Deuxièmement, le niveau symbolique : l’acceptation de la finitude, mais la confiance que l’existence ne s’abolit pas dans l’absurde. Elle est « gardée » dans la fidélité de Dieu. Le sujet ne se prolonge pas lui-même ; il est confié. C’est une logique de dessaisissement.
Troisièmement, le niveau ontologique : peut-on dire que cette « mémoire » a une réalité ? Chez Rhaner, l’éternité n’est pas un après temporel, mais la dimension définitive de l’acte libre. L’existence humaine, en se décidant, entre dans une irréversibilité. Elle devient définitivement ce qu’elle a choisi d’être devant Dieu. Ainsi, la « mémoire de Dieu » n’est pas un souvenir ajouté après coup ; elle est l’accomplissement ultime de l’existence.
Dans une perspective plus critique, proche de celle de Jacques Pohier, la formule permet de dire quelque chose sans objectiver l’au-delà. Elle protège la foi de l’imaginaire. Elle évite de transformer l’espérance en description cosmologique et participe de cette même sobriété. Elle ne parle ni d’âme flottante ni de résidence secondaire dans l’au-delà. Elle mobilise une catégorie biblique forte : la mémoire comme fidélité agissante. Lorsque Dieu « se souvient », il ne consulte pas une archive céleste ; il agit.
La difficulté est la suivante : si l’on radicalise trop l’interprétation symbolique, on risque de réduire la mémoire divine à une simple manière de parler. Si l’on ontologise trop, on retombe dans une métaphysique de la substance immortelle.

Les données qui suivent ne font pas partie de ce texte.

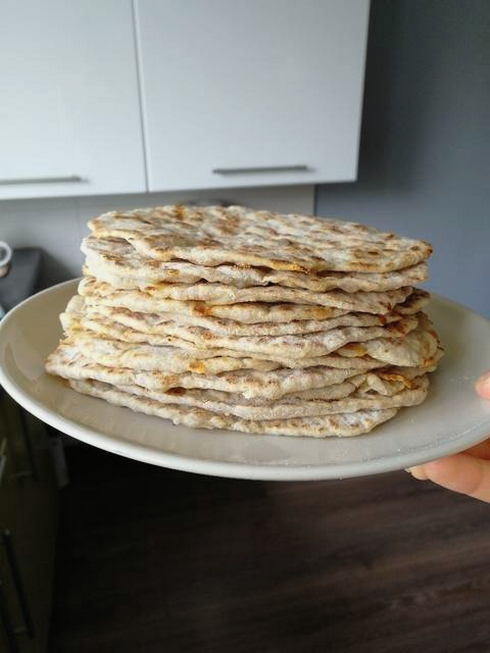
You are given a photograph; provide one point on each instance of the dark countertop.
(153, 560)
(23, 278)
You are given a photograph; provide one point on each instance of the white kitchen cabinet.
(251, 92)
(70, 120)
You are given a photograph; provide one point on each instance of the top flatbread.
(215, 235)
(116, 261)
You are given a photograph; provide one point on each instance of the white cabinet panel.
(69, 99)
(231, 86)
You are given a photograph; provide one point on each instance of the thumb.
(460, 473)
(482, 386)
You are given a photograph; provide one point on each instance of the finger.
(481, 450)
(482, 386)
(460, 473)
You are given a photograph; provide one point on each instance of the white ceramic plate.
(451, 419)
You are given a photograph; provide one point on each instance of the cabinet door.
(69, 111)
(251, 92)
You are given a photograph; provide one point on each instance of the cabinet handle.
(32, 469)
(19, 586)
(3, 458)
(41, 180)
(7, 623)
(240, 171)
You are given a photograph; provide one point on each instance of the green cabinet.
(28, 522)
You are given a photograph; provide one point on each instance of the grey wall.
(425, 146)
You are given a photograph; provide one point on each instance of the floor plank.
(152, 560)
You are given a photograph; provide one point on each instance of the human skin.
(467, 472)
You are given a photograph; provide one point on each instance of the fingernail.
(482, 386)
(418, 472)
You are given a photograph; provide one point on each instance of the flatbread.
(115, 260)
(214, 235)
(257, 386)
(69, 361)
(99, 293)
(287, 408)
(215, 293)
(154, 323)
(342, 424)
(292, 346)
(114, 353)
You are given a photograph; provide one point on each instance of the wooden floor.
(151, 560)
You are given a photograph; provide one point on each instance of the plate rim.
(210, 467)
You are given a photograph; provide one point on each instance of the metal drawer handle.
(41, 180)
(7, 622)
(19, 586)
(32, 468)
(239, 171)
(3, 458)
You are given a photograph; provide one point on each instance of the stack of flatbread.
(248, 320)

Peut-être la solution consiste-t-elle à penser la mémoire divine comme fidélité créatrice : Dieu ne « conserve » pas un individu comme on conserve un objet ; il maintient dans sa propre fidélité ce qu’il a aimé. L’être humain ne possède pas l’immortalité ; il est tenu par un Autre. Cela n’abolit pas la finitude ; cela la traverse.
Dans la perspective que j’ai exposée, la résurrection comme traversée du fantasme d’immortalité — la « mémoire de Dieu » pourrait alors signifier ceci : accepter de ne pas survivre comme sujet autonome, mais croire que rien de ce qui a été vécu dans la vérité et l’amour n’est perdu pour Dieu. Non pas prolongation, mais accomplissement.
Ce qui est moins spectaculaire qu’un miracle, certes. Mais peut-être plus exigeant. Et, au fond, plus libre.